Milli iradenin sonucu,vekalet verdiğin vekilleri,takip et.Unutma! Asil olan sensin.Onlar sadece senin iradenin sonucu,görevlendirdiğin,senin adına kamu görevi yapanlardır.
Senin milli iraden olmasaydı,onların hiç birisi olmayacaktı.
Bu sebeple,her zaman “OYUNA” sahip,oyuna gelme.
Dinine sahip çık ki;”FETÖCÜLER” seni ve hepimizi üzmesin.
Orduna,devletine,milletine sahip çık ki;domuz çobanları senin “At çiftliklerinde” domuz beslemesinler.Mabetlerinde ise,ruhbanları günah çıkartmasın.
Ey Halkım! Sen ki;Allah’ın yer yüzündeki halifesisin.Sadece,Allaha kul ol,Ona kulluk et.
Cumhuriyet,seni böyle yetkilendiriyor ve insani olan,bütün temel hakların Cumhuriyet ile kazanımlar olduğunu da asla unutma!
Önce insan,kendisini kötülüklerden sakındırıp koruyan,iyiliği emreden bir şuurun insan-ı Kâmil olan bir canlısı olmalıdır.
İnsan her zaman,”sırat-ı müstakimde” yani dost doğru yolda yürüdükçe,milli iradesiyle de, kendisini yönetecek olan idareciyi de,kendisine layık bir şekilde seçecektir.
“vekalet” müvekkilin hakkıdır.O sebeple,vekaletini her zaman iptal etme yetkisine de sahipsin.Birileri istediği için,oyunu ona verme.Bin defa düşün,bir kere uygula.
Cumhuriyet rejimlerinde,”Halkın Hakimiyeti,”Hakk’ın Hakimiyeti “ gibidir.
Devlet Başkanı,devleti ve halkı yönetirken,fiillerinde,“Keyfilik” ve asla “Tahakküm” olamaz.
Zira,Başkana yetki veren,milletin azim ve kararıdır.

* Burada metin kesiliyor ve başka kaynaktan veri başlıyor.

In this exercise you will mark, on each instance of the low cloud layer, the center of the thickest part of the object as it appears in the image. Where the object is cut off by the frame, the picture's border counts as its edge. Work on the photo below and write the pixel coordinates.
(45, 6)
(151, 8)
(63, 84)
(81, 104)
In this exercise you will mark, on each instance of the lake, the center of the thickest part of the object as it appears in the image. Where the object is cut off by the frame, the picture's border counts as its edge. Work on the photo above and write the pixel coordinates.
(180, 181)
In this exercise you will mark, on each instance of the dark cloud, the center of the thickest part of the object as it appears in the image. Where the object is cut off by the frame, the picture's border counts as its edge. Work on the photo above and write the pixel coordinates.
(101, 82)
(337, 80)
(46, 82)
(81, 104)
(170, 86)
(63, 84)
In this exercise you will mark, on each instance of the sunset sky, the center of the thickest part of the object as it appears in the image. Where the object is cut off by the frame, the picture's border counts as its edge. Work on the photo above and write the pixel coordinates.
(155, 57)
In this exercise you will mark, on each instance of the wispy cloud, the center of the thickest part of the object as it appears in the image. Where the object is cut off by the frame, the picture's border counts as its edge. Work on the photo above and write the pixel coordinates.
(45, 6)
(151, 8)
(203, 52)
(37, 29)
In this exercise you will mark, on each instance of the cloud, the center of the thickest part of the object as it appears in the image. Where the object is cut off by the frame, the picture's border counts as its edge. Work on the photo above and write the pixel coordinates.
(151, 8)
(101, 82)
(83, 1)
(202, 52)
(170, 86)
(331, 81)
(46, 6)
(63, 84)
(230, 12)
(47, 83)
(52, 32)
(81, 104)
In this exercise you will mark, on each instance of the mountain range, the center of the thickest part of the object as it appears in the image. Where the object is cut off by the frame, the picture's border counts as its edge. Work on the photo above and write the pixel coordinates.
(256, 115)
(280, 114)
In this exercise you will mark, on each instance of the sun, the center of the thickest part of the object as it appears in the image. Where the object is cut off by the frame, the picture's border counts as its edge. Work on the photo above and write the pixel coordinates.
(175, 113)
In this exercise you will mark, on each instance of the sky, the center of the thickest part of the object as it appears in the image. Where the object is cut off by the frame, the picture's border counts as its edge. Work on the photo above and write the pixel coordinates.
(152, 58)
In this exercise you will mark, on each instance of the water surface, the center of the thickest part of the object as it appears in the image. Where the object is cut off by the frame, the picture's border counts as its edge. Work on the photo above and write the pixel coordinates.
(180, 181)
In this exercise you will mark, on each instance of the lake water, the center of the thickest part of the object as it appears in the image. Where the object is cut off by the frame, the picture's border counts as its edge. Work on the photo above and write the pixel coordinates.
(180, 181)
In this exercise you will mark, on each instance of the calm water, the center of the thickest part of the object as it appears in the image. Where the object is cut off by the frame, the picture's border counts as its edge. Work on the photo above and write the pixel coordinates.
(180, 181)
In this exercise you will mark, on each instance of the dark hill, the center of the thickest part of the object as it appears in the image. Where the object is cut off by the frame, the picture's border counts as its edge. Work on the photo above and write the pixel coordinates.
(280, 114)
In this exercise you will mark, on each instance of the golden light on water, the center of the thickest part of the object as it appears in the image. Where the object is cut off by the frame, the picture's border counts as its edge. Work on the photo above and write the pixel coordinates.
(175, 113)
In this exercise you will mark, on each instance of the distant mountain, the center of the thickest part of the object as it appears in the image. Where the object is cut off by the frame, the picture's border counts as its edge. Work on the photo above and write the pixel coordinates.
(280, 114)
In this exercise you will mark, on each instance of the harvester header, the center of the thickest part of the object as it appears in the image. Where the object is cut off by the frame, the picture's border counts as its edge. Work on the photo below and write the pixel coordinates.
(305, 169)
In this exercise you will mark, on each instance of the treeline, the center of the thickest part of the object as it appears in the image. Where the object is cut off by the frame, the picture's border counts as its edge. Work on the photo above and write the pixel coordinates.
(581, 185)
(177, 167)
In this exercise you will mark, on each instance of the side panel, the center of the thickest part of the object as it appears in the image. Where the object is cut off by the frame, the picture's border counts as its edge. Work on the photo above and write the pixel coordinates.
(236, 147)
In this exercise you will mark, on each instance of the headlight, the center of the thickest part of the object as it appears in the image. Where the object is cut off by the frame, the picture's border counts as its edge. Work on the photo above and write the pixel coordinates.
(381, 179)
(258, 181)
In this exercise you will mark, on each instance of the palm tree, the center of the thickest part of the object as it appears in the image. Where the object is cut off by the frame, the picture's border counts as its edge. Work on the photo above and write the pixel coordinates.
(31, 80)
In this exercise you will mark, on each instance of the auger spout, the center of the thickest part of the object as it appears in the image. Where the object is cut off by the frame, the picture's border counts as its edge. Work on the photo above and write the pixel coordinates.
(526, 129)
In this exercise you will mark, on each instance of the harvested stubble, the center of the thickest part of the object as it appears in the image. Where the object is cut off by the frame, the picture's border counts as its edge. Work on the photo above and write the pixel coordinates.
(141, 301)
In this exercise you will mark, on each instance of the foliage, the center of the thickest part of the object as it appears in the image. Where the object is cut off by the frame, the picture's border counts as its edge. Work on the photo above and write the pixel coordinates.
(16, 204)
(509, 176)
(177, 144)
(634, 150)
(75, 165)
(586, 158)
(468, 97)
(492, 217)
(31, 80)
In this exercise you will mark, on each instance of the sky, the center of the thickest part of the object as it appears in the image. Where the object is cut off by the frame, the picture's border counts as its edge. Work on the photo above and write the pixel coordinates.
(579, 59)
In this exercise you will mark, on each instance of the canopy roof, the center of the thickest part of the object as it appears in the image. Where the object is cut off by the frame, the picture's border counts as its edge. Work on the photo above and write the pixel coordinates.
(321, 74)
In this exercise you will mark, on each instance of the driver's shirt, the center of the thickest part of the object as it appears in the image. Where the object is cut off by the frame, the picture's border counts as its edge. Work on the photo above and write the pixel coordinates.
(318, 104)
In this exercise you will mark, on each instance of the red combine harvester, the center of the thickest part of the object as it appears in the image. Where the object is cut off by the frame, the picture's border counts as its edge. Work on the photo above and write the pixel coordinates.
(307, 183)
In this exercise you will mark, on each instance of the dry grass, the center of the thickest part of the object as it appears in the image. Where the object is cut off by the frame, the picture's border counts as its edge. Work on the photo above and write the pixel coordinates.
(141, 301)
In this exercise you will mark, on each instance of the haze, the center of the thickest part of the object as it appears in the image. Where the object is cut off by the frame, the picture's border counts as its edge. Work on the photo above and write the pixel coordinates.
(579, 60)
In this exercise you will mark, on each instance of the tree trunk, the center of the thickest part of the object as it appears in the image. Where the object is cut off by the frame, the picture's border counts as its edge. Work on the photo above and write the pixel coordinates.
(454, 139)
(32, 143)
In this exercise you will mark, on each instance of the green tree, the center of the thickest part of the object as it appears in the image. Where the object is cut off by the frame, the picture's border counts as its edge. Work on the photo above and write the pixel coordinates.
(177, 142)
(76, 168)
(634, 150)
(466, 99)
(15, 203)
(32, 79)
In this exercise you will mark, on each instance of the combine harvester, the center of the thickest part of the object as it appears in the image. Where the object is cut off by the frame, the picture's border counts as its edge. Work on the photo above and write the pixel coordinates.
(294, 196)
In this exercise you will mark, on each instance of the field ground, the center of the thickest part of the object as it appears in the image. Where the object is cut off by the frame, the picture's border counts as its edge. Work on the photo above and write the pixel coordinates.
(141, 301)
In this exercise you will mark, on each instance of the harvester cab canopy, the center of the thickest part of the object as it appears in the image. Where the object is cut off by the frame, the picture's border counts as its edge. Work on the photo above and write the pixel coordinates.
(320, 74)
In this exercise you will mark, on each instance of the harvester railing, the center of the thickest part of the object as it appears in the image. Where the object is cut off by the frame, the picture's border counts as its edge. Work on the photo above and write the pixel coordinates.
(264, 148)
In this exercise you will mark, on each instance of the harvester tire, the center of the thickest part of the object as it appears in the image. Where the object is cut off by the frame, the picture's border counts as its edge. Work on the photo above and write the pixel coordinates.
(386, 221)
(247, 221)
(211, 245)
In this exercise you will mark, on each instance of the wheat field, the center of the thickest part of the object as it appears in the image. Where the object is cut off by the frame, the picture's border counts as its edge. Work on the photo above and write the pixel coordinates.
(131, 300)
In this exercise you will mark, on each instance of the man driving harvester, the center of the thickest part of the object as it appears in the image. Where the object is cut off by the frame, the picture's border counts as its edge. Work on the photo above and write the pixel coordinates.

Gerçek İslam;Başkan sistemini tavsiye eder.İslam “Cumhur’i” bir sistemdir ve bu sistem içinde,”Başkanlık müessesesi” önemli bir yer tutar.
İslam Devlet anlayışı;”BAŞKANLIK SİSTEMİ” üzerine oturur dersem,hata etmemiş olurum.
İşte bütün mesele,cumhurun,yani Halkın,hakkını,milli iradesine sahip çıkarak,seçimlere yansıtabilmesidir.Rejim adı kadar,uygulanma şekli de o kadar önemlidir.
Hukukun üstünlüğü,Adaletin sağlanması,Milli iradenin sandığa intikali ile seçimlere yansıması,kişilerin temel hak ve hukukunun sağlanması,”din ve vicdan hürriyeti”,”Fikir ve düşünce hürriyeti” gibi insana Allah tarafından ve yasalarla verilen nimetlerin,idareciler tarafından gasp edilmemesi gerekir.
“Seçim yolu”,şura,istişare ve birlikte düşünerek doğru yolu bulmak ve bunu hak ve hakimiyet
İçin,seçim ve demokrasi müesseselerinin korunması gerekir.
Seçimsiz olarak iş başına gelen “sultanlar” bile Krallar gibi hareket edememişlerdir.
Onlar bile,”Halkın temayüllerine” ağırlık vermek,ulema ve aydınların ikazlarına,sözlerine uymak zorunda kalmışlardır.
İslam ve Hakkın Hakimiyeti ile Halkın temayülleri,arzu ve istekleri,milli irade budur.
Halk olmadan “din müesseseleri de “ olmaz. Her şey halk için ve de halk tarafından olmalıdır.
Unutma!Allah,insanı yer yüzen gönderirken,onu halifesi olarak gönderdi.
Ey Allah’ın Halifesi olan İnsan! Akıllı ve şuurlu ol ki,iradene sahip çık.Aksi halde, kula kul olmaya devam edersin.